1 . Diagnostics – The institute conducts diagnostic evaluations of children from all around the world. The institute believes that every child deserves a thorough assessment as early as possible so they can receive appropriate care and intervention as soon as possible.

2 . Biomedical – ISI follows the Defeat Autism Now! (DAN!) protocol states that biomedical treatments are important to help reduce inflammation and improve gut health, detoxification, and vitamin and mineral status. The ISI provides its patients with supplements, vitamins, minerals, diet recommendations including the gluten-free casein-free (gfcf) diet, vitamin B6 shots to reduce stims, chelation if necessary.

3 . Speech Therapy – The institute’s therapists use techniques that are hands-on and provide parents with the skills they need to work with their children. It is very important to learn how to help your child make sounds and speak words in a way that helps the child clearly formulate the word they are trying to say.

4 . Occupational Therapy – The ISI specializes in sensory processing disorders which can manifest as difficulty with fine-motor skills, handwriting, crossing midline, and sensory seeking behaviors. The occupational therapists at the ISI help children learn how to self-regulate their behavior and stay calm with a turn-taking technique called “stop, look, listen.”

5 . Physical Therapy – A physical therapist from the institute is available once a month for parents who may need guidance on stretching exercises or using equipment such as a standing frame or using an AFO.

6 . Vision Therapy – The institute provides vision therapy. Many children who have autistic spectrum disorder (ASD) may also be diagnosed with ocular-motor dysfunctions which can contribute to difficulties with double vision (diplopia), crossing midline, and long/short-sightedness.

7 . Social Skills Group – The institute runs a social skills group once a month where children learn how to make friends and improve their communication skills.

What do parents say about ISI?

“We love you guys! Every visit has been special and the information is always helpful!” “I am really happy with the services that my child is receiving from ISI. The therapists are wonderful and the services really make a difference in her life.” “They help our family received from ISI was invaluable! Our daughter started walking when she was 18 months old because of the physical therapy she got at the institute. We still do 10 minutes of stretching exercises every day!”

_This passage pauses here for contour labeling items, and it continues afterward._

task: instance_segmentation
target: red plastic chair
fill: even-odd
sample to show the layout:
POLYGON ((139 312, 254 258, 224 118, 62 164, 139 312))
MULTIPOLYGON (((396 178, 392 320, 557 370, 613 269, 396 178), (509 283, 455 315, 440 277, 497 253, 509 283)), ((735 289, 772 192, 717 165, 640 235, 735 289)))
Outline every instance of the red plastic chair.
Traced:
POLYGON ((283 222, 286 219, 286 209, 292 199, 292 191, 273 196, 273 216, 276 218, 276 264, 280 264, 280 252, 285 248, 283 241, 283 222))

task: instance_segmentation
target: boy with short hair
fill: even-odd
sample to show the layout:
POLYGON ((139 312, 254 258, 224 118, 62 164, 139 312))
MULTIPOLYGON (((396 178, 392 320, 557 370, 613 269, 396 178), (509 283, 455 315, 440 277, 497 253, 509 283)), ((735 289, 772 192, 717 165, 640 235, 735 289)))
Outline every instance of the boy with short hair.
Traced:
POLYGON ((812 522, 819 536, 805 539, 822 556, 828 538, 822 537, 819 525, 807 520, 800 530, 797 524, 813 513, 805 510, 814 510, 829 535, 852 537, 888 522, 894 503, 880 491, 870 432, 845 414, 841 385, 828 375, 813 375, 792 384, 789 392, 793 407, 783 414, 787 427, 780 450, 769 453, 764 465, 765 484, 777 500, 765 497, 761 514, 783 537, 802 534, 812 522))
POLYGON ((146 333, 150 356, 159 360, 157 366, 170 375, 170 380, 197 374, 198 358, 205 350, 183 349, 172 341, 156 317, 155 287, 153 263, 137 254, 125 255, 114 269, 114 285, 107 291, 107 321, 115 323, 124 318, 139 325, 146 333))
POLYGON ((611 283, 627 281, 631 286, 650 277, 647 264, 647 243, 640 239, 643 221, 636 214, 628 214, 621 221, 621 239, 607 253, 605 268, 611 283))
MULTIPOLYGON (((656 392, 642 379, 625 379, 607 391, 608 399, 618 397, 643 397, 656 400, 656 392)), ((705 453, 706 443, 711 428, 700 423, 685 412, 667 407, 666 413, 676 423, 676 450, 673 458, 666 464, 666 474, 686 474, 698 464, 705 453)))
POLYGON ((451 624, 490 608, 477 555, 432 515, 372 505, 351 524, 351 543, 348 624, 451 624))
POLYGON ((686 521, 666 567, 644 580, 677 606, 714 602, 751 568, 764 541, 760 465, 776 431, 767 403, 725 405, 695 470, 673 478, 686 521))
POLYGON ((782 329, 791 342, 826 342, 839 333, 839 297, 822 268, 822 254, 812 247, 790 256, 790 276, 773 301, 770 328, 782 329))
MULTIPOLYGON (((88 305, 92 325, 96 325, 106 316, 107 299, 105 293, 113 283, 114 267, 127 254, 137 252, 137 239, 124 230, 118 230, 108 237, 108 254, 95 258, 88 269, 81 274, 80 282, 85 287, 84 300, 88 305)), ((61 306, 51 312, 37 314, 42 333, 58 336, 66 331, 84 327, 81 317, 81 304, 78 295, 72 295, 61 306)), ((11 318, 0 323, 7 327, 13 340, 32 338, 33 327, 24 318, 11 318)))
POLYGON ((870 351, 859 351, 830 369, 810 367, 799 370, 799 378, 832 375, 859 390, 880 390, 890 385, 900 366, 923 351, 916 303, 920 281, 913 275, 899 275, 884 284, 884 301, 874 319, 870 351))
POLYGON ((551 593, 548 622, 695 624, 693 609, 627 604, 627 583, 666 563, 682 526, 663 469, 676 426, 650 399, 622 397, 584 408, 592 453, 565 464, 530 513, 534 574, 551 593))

Also Read About The Intermediate Guide To Special Children

What’s the Idea Behind Institute for special children?

In 1974, a parent of a child with special needs realized the need for an institute that would provide all of the necessary services under one roof. The ISI opened its doors in 1979 and has been growing ever since. In 2005, the ISI expanded its reach even further when it launched a sister organization called Autism Treatment Center of America (ATCA). The ATCA provides families with education and training on biomedical treatments, detoxification, gluten-free casein-free (gfcf) diet, chelation therapy if necessary, and proper supplementation.

The ISI was founded by Dr. Bernard Rimland who is the director of research at the institute. He has devoted his life to researching autism and was even the first editor of “Autism Research Review International.” His groundbreaking book, “Infantile Autism: The Syndrome and Its Implications for a Neural Theory of Behavior” earned him his PhD in psychology from Stanford University.